Financially speaking, Irvine is the best-managed large city in the United States, according a Truth in Accounting ranking of the country’s metropolises.
The table below shows the 15 California cities listed by the organization and how they compared to the United States’ largest 75 regions for which data was available when Truth in Accounting completed its analysis. (Newark and Jersey City, both in New Jersey, didn’t have year-end 2019 data available at the time of the study.) The data analyzed in the report is as of year-end 2019, when businesses and consumers were generally doing very well.
Also included in the table is an analysis of the total debt and other obligations each taxpayer would have to pay to cover all the currently outstanding debt and non-funded pension and post-retirement healthcare benefits.

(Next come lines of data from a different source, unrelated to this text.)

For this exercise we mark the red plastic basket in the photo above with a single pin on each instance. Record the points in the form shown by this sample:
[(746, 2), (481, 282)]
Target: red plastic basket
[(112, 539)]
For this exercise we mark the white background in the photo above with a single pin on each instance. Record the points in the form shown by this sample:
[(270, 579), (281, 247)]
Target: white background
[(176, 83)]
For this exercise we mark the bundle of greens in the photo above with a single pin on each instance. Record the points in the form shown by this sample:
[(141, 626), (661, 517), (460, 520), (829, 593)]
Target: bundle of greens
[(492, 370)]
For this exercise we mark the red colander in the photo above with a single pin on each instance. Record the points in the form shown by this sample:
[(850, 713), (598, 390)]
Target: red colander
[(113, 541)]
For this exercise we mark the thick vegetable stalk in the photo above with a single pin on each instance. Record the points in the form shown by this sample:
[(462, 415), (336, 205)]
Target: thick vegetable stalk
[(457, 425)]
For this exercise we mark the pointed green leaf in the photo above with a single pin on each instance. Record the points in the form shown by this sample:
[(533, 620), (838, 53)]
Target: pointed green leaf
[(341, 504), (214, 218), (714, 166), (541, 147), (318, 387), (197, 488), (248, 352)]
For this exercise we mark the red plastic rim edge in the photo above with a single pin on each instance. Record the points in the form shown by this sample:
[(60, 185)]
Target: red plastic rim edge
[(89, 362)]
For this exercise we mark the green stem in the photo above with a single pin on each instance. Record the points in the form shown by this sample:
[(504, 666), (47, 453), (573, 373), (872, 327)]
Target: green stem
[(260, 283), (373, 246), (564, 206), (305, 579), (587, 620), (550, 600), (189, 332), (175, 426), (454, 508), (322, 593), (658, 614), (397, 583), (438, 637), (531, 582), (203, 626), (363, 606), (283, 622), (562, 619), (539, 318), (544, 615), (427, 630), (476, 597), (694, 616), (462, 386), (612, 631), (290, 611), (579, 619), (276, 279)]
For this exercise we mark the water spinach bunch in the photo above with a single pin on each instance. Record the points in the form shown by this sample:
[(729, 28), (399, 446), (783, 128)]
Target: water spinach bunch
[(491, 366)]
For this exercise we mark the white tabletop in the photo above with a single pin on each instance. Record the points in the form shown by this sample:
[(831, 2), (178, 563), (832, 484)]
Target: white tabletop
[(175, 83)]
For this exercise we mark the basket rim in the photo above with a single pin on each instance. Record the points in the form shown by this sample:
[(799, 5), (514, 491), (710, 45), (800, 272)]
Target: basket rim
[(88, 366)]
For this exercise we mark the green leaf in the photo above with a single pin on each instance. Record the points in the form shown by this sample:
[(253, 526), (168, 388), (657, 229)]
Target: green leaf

As part of a Jan. 26 report that accompanied its analysis, Trust in Accounting noted that many cities use tricks to get around their balanced-budget rules.
Every city on the list has a law that it must balance its annual inflows and outflows.
Unfortunately, cities often count new debt obligations or increases in debt as a source of inflows. This and other accounting tricks allow city leaders to be imprudent and wasteful while still legally keeping the mandate not to have projected outflows exceed projected inflows when they make their budget analyses.
Other accounting strategies often employed by city leaders include pushing spending into the next fiscal year, not paying for future pension and post-retirement health care benefits as they are incurred, and inflating revenue assumptions.
And even though the stock and bond markets likely helped investment returns in cities’ pension and other accounts funding long-term obligations, city costs have likely skyrocketed at the same time sales tax revenue has likely plummeted as a result pandemic-induced, government-imposed shutdowns of local businesses.
This will have hurt the finances of many municipalities.
In addition to Irvine, California’s Stockton and Fresno also made the top 10 list.
Stockton is much stronger financially than it otherwise would be had its retirees and employees not given up their health care benefits as part of that city’s recent bankruptcy process. Long Beach tax payers would only have had to pay $100 each to retire all of its city obligations at the end of 2019, while Los Angeles taxpayers would have to have paid $4,000 each.
Orange County’s Santa Ana and Anaheim had total obligations respectively equivalent to $5,400 and $6,200 per taxpayer. San Diego, which has gone through bankruptcy already, still owed $4,700 per taxpayer at the end of 2019.
Of course, not all debt is created equal.
Debt to improve city services that will likely increase sales tax revenue or allow for higher density housing, which increases property taxes, is an investment in the future. However, when cities increase current expenses and future obligations without paying for them, they can get into a situation where they will be forced into bankruptcy or forced to severely cut city services.